I think they are great and the can solve a lot of issues sometimes. I like them in mastering. You can get away with a full range compressor on most things on tracks due to the nature of the sound being less complex. On full mixes multi band compressors can be better.
A couple of things worth doing with them though. It is good to solo the bands and hear what areas you are effecting. I find it helps. Also be prepared to alter the crossover frequencies. Don't just use stock settings because I have found altering them can give quite different results. Solo the areas while you are setting crossover frequencies too. Smoother more transparent operation results when tweaking the crossovers and bandwidths etc.
The multiband can tame just a certain area of your mix well. It can also when confronted with a real nice mix just dance over all the bands and then it is nice to get all the bands doing equal gain reduction too. The sound or EQ won't change. You can still get into light conditioning over a well mixed master. Small amounts of GR eg 1-2 dB, slow attacks and low thresholds like 1.5:1 in most of the bands. Release settings are important too. It can impart a pro sound to your master.
It's cool to be able to alter the make-up gain of each band as you can turn it into a sort of nice active EQ as well. I find I can use less mix EQ
(pre compressor usually for me) using the make-up gains in the bands instead to fine tune a mix EQ.
It is nice to be able to alter the ratio and GR of any given band. And then all bands locked together at times when making adjustments but also you have to fine tune bands individually too for best effect.

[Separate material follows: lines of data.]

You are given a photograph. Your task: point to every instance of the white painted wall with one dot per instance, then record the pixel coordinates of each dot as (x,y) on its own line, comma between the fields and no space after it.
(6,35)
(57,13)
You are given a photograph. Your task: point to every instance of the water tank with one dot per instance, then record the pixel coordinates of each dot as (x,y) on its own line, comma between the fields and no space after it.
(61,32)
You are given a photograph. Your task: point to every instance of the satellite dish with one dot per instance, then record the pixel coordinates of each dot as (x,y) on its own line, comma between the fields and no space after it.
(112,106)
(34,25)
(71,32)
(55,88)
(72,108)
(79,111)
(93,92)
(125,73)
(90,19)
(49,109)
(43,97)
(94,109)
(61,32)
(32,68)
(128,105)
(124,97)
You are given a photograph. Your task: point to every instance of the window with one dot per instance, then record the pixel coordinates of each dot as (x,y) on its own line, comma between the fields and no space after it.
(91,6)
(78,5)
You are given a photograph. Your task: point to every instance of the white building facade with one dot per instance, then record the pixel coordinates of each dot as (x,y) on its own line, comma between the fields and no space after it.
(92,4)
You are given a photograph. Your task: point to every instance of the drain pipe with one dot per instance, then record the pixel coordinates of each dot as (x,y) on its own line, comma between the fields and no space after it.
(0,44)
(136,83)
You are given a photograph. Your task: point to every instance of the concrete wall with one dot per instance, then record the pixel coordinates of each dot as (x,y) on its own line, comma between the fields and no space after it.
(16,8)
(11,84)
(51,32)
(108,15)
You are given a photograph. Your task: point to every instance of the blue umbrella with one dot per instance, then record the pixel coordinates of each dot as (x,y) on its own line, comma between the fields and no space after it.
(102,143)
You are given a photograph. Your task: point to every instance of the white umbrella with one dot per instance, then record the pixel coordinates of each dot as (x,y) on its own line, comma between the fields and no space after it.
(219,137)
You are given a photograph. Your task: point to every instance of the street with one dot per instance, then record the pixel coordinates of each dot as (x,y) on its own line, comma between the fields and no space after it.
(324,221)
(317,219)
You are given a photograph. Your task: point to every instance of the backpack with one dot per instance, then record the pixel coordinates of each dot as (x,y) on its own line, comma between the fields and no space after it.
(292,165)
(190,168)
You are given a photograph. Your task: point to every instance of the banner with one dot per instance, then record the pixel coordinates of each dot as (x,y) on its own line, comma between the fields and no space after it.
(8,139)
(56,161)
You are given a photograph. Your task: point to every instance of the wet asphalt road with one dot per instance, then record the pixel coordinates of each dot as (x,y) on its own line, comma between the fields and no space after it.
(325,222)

I like the Sonar Multiband a lot as I feel it shows you a lot of information in one look. The Studio One multiband is a bit complex and it frightened me off at first but after a while I got all over it and it is excellent as well. Mixbus has one of the best though. What that can do is limit the amount of gain reduction ie it can be set so it never drops below a certain level which is actually great. Eg -2.5dB etc Even on a loud segment, instead of a band dropping way down by crossing over a threshold with a large amplitude, it still does some GR but then stops at some point. Overall mix EQ can be maintained well that way. Some of the dynamic range is left in any one band. That is a cool feature, some multibands can’t do that.